Heteroscedasticity, Multicollinearity, Diagnostics

Hello everyone,
I would like to express how confused I am about implementing Regression models using ML. As I have a statistics background, we usually use OLS to find the best regression model that includes only the significant variables (features) and drops unsignificant ones, we can easily do that by comparing the p-value with the significance level (Alpha). this is very understandable.
The problem I have is in the diagnostics part, in OLS regression we have to verify if some assumptions are valid or not, if they are valid then we can use the regression model to conduct predictions, some of these assumptions are :

  • Homoscedasticity : assumes that the variance of the residuals is constant across all levels of the independent variables.
  • No multicollinearity: Multicollinearity occurs when there is a high correlation between independent variables.
  • No endogeneity: Endogeneity refers to a situation where there is a correlation between the independent variables and the error term.

The course didn’t mention these assumptions, is that okay ? for now I’m confused, if ML is way different than traditional statistical models or if they are the same in the diagnostics part !!!

Thank you.

Hi @Yassine_H,

In my opinion, I believe the courses cover linear regression and logistic regression for the sake of introducing gradient descent which is crucial to the main dish - Neural network.

If you go through the menus of the courses, starting right from the beginning, we actually pretty quickly jump into gradient descent, learning rate, cost function, feature scaling and so on. They are all preparing us for Neural networks.

Given Neural network as the goal (again, in my opinion), I think a formal discussion of the traditional approach is not really quite the biggest force that moves us directly towards that goal.

Furthermore, the neural network approach is not identical to the traditional approach, but our focus should be on the former. Therefore, I think anyone who decided to learn about the traditional approach first might need to look for other courses, and then come back here later for a more neural network approach.
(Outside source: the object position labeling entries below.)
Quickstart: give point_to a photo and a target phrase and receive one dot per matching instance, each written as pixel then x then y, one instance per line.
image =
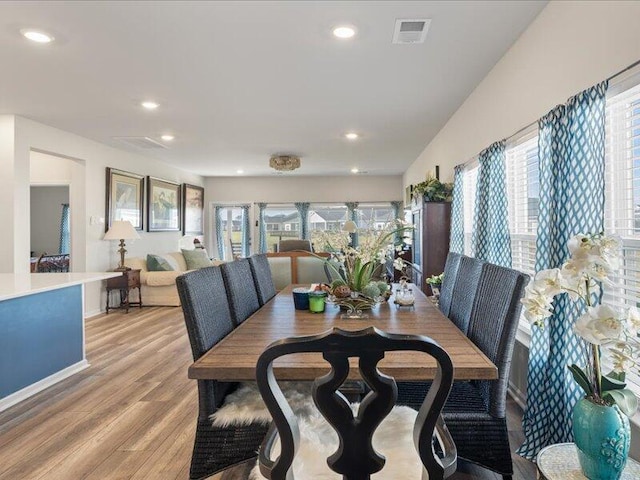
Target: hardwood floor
pixel 131 415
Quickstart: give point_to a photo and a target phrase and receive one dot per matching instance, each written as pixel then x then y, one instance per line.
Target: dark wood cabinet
pixel 432 221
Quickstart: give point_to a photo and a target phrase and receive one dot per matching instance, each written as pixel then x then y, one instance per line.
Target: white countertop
pixel 14 285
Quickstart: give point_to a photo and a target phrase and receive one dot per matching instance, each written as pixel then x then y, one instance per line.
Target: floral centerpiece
pixel 358 271
pixel 600 430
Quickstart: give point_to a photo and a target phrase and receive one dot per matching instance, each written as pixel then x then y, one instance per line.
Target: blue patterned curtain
pixel 65 230
pixel 352 214
pixel 262 226
pixel 219 233
pixel 246 231
pixel 303 211
pixel 571 150
pixel 491 238
pixel 396 208
pixel 456 242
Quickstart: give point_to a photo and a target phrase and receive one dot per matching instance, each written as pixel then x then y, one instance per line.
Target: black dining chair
pixel 241 289
pixel 464 292
pixel 355 458
pixel 448 282
pixel 476 410
pixel 262 278
pixel 208 320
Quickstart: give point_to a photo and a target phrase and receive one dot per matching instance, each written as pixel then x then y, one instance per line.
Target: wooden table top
pixel 234 358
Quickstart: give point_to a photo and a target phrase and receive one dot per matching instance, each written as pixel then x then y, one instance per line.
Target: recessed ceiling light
pixel 37 36
pixel 344 31
pixel 149 105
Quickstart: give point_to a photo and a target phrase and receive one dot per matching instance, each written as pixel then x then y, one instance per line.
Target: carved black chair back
pixel 355 457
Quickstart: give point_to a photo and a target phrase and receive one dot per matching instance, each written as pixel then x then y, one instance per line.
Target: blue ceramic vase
pixel 602 436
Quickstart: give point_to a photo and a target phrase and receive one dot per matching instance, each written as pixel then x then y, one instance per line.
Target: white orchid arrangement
pixel 593 258
pixel 358 264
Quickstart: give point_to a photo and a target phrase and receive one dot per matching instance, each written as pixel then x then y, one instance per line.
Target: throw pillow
pixel 155 263
pixel 197 258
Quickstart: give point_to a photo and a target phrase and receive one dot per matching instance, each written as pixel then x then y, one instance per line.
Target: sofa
pixel 159 288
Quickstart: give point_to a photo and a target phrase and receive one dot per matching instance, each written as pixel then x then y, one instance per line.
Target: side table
pixel 560 462
pixel 129 280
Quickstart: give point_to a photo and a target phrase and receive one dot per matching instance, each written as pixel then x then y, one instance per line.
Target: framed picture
pixel 163 205
pixel 192 209
pixel 125 198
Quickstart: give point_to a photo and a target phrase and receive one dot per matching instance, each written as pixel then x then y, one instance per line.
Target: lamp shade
pixel 350 226
pixel 121 230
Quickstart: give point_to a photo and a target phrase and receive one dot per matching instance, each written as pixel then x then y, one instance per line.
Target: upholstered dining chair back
pixel 356 458
pixel 294 244
pixel 53 263
pixel 208 320
pixel 493 327
pixel 448 282
pixel 241 289
pixel 464 291
pixel 262 278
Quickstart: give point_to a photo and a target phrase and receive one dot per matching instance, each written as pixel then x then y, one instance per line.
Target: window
pixel 327 216
pixel 622 198
pixel 523 197
pixel 282 222
pixel 373 216
pixel 470 181
pixel 622 187
pixel 232 223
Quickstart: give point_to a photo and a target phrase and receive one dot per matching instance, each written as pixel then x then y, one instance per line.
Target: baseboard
pixel 47 382
pixel 518 396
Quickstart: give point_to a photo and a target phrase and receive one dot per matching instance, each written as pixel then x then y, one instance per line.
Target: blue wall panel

Welcome to the community, and cheers,
Raymond

Your concerns are not unusual for folks with a statistics background when they first approach ML. You’re used to applying “human learning”, but here the machine does most of that.

ML methods are much different than statistics, but they often reach a similar goal.

@Yassine_H
Hi
I can understand the concerns raised.
A purist mathematical statistical modeling assumes your mentioned criteria and even more when optimizing the parameters especially temporal models.
ML on the other hand does take these into consideration (at a much later stage) but as mentioned by @rmwkwok consider this from pov of laying a foundation for optimization and eventual ‘learning’ of the model. Having said this, you can still incorporate data diagnostics from your own background and then try learning the model, shouldnt be a deterrent at all.
I had similar doubts when I started…I come from Temporal Spatial Mathematical modeling of Biological signaling systems. I kind of kept aside the concepts I am groomed with to understand ML basics as it is.